Director Jennifer Yuh Nelson’s filmmaking sensibilities for Kung Fu Panda 2 were reamrkable. While the fun qualities and zippy camerawork in action sequences from the first film remained, Yuh Nelson also made this follow-up into a genuinely moving exploration of generational trauma rooted in genocide. That wasn’t the normal place anyone thought a Kung Fu Panda sequel was going to venture to. That just made it all the more spectacular to see Kung Fu Panda 2 work like gangbusters as both an action feature and an intimate drama.

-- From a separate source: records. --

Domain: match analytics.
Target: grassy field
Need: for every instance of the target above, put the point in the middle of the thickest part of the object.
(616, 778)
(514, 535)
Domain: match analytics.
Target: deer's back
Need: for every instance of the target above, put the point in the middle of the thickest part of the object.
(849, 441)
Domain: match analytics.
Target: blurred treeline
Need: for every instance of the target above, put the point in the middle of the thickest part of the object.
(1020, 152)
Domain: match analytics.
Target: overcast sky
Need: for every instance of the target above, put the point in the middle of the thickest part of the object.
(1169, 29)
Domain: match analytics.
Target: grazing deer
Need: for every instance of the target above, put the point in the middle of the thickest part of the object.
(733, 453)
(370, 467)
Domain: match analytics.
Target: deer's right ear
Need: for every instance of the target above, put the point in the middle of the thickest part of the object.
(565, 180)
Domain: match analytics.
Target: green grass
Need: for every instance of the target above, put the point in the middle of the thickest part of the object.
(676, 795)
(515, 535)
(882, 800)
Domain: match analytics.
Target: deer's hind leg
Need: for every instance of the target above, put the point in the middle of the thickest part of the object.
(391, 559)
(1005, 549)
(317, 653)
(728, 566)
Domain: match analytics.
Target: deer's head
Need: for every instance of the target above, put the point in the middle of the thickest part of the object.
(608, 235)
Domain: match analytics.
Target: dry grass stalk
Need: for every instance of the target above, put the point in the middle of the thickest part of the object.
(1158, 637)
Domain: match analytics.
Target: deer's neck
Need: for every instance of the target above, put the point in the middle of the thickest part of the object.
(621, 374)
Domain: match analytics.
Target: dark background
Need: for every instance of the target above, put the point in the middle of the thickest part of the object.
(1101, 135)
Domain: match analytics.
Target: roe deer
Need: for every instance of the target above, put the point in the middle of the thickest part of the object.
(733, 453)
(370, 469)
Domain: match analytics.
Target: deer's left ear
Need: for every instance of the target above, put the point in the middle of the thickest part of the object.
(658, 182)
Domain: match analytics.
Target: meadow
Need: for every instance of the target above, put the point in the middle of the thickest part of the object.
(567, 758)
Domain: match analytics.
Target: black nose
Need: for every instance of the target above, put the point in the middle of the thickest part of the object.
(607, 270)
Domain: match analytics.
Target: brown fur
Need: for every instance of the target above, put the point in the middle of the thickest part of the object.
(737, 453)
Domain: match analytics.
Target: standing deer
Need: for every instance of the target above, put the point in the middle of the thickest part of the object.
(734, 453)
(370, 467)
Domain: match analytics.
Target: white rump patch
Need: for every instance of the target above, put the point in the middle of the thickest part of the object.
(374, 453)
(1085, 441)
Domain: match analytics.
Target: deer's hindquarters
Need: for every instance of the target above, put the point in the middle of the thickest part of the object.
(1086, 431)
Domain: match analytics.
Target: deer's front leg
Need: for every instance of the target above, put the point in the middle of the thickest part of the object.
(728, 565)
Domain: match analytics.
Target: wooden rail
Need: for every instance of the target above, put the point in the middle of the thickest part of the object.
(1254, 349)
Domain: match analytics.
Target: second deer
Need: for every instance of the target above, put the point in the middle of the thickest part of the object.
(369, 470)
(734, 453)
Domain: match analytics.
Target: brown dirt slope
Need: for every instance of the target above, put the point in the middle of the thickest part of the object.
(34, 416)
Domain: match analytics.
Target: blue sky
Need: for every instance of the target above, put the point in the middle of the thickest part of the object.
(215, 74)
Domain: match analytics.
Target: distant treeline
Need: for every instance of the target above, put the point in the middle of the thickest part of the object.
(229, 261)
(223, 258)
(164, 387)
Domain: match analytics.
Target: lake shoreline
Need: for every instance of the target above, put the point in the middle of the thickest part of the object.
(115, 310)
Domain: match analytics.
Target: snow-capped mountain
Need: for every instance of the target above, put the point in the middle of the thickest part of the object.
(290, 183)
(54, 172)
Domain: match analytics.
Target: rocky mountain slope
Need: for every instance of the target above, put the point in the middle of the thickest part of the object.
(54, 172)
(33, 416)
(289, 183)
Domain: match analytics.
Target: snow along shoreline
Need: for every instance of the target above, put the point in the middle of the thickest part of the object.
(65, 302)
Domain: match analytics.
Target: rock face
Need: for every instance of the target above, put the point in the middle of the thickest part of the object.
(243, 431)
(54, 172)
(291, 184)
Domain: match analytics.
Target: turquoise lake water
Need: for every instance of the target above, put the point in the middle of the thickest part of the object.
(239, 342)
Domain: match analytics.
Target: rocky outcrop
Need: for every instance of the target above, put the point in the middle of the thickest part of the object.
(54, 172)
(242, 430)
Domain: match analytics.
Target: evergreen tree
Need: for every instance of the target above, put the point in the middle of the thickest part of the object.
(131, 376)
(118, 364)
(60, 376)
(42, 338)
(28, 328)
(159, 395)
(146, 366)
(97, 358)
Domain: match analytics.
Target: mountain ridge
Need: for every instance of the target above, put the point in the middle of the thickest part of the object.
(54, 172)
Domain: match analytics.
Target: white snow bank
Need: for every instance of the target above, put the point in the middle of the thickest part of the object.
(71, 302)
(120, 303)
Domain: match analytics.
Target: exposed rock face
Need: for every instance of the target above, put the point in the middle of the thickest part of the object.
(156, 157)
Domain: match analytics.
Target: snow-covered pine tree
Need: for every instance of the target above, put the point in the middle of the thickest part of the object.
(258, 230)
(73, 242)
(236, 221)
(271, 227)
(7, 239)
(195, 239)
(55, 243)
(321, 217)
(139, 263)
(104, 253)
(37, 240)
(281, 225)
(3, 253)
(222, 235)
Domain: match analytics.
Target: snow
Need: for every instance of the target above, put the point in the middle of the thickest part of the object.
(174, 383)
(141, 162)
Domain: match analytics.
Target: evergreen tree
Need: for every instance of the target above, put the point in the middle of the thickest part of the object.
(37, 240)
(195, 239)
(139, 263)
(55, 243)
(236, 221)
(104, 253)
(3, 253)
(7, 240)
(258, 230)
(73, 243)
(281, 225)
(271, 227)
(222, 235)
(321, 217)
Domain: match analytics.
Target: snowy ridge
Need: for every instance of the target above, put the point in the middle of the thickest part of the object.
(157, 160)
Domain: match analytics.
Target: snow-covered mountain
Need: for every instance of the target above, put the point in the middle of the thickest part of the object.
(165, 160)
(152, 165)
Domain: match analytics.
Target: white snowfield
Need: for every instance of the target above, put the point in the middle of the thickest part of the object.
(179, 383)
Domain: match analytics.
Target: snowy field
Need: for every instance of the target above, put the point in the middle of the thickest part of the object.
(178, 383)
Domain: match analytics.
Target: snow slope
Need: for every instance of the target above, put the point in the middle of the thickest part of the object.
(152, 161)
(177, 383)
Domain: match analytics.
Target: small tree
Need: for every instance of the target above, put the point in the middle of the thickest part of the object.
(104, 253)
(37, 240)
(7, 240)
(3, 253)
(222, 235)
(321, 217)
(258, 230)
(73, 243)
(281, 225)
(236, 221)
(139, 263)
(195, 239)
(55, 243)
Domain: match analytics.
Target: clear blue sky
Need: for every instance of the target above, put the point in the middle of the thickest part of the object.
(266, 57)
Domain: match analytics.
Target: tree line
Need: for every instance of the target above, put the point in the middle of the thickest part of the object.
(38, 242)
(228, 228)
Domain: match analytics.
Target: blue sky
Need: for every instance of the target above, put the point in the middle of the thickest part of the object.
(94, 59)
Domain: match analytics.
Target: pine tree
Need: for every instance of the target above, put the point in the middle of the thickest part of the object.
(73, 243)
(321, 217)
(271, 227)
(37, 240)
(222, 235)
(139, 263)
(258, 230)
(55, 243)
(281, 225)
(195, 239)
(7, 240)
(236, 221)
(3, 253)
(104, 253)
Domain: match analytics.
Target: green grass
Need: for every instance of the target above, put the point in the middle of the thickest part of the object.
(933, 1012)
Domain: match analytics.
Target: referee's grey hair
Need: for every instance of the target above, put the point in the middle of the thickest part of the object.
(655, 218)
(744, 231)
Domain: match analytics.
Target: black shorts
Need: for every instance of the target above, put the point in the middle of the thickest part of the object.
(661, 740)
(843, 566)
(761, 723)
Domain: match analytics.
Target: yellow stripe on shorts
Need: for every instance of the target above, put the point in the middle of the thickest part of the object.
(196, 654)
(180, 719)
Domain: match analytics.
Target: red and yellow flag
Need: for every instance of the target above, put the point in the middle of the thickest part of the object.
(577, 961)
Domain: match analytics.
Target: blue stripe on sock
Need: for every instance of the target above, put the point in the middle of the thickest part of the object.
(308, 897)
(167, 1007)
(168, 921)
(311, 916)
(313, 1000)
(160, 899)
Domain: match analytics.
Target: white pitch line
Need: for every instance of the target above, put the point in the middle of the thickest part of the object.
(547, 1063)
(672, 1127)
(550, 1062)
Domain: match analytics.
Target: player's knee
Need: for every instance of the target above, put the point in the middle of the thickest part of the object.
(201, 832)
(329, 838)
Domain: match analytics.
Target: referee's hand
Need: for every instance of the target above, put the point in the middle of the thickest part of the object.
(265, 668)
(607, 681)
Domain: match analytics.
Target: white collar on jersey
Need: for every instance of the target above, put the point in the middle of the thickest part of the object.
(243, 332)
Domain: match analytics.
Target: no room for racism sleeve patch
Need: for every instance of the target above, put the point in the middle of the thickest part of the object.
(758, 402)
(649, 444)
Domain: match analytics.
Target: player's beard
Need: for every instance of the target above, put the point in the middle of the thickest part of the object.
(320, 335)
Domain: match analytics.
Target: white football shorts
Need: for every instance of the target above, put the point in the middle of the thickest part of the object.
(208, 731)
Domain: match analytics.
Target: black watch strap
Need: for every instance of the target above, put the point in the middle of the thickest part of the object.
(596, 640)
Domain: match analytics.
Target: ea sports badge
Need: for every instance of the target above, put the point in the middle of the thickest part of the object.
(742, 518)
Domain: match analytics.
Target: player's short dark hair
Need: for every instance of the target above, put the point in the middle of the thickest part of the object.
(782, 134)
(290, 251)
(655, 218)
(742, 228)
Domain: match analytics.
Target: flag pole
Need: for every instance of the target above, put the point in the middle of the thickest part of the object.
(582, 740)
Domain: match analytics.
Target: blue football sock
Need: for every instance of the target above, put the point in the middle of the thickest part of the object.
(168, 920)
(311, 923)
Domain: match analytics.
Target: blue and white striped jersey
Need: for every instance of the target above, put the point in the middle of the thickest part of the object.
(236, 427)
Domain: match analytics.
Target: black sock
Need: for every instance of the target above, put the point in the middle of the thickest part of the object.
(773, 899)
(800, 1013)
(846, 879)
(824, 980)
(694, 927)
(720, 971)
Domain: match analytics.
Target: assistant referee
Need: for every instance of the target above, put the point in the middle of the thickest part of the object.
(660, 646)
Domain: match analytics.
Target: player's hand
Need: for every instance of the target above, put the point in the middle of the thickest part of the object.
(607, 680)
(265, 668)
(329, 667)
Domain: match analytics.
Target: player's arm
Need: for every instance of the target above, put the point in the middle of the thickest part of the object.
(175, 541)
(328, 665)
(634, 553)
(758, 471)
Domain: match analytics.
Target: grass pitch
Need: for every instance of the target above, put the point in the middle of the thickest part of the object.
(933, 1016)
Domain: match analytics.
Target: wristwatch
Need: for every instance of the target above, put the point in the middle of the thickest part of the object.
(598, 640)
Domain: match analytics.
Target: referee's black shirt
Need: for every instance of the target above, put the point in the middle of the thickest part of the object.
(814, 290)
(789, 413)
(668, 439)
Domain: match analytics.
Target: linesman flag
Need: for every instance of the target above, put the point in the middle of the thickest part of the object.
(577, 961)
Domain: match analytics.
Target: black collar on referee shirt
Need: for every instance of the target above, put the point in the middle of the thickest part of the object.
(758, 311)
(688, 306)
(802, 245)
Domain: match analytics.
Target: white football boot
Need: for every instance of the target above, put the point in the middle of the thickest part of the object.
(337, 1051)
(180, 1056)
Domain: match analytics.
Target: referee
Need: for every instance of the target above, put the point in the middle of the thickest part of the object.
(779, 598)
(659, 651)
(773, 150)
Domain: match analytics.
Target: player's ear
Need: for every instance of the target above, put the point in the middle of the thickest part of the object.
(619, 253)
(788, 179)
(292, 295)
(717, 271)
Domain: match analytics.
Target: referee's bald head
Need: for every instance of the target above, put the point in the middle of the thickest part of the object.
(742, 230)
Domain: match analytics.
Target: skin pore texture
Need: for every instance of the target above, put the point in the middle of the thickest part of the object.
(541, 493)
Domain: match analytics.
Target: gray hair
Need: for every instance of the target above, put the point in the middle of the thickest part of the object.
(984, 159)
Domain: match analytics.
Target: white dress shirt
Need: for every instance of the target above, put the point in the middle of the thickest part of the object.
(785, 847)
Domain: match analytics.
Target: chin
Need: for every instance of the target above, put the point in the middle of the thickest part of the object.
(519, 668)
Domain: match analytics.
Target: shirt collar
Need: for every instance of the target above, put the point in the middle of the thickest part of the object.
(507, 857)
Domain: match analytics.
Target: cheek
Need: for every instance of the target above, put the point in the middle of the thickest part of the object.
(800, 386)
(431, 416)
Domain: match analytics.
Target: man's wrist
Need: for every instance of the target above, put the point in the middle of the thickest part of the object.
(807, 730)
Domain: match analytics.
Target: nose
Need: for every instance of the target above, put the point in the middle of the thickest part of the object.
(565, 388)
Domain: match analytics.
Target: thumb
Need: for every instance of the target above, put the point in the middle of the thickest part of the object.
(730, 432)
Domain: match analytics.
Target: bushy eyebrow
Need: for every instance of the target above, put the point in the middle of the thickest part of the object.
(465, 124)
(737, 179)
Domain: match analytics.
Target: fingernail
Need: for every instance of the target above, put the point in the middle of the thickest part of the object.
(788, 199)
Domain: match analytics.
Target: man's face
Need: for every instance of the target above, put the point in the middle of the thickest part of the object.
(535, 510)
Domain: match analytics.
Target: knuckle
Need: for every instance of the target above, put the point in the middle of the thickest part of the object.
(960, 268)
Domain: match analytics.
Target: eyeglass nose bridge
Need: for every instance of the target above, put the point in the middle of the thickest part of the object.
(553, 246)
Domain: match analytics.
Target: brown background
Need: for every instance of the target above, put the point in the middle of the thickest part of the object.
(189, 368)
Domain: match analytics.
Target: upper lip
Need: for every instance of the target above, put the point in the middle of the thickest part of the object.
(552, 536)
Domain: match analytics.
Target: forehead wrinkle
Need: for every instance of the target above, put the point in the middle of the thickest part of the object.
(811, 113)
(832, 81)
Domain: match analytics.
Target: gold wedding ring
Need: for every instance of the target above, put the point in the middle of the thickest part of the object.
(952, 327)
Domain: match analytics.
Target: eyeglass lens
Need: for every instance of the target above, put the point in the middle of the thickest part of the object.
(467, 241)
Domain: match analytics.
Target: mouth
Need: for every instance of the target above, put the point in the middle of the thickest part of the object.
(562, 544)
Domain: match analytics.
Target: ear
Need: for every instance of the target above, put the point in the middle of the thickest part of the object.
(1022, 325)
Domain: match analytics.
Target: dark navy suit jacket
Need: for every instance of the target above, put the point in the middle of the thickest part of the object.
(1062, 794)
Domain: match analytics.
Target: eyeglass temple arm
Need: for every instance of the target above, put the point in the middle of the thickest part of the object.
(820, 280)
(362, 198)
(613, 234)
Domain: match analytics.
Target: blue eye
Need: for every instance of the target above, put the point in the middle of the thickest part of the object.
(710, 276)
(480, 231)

The latter elements even found inspired ways of reinterpreting the hand-drawn sequences of the first Panda so that 2D animation now represented the flickers of memories Po the Panda has about his traumatic past. Everything from new villain, Lord Shen (deliciously voiced by Gary Oldman), to a powerful score from Hans Zimmer and John Powell, is firing on all cylinder. Kung Fu Panda 2 isn’t just the pinnacle of DreamWorks Animation sequels, it may be the studios best non-Prince of Egypt work, period.

The Bad Guys 2 is now playing in theaters, Kung Fu Panda 2 is now streaming on Peacock and HBO Max.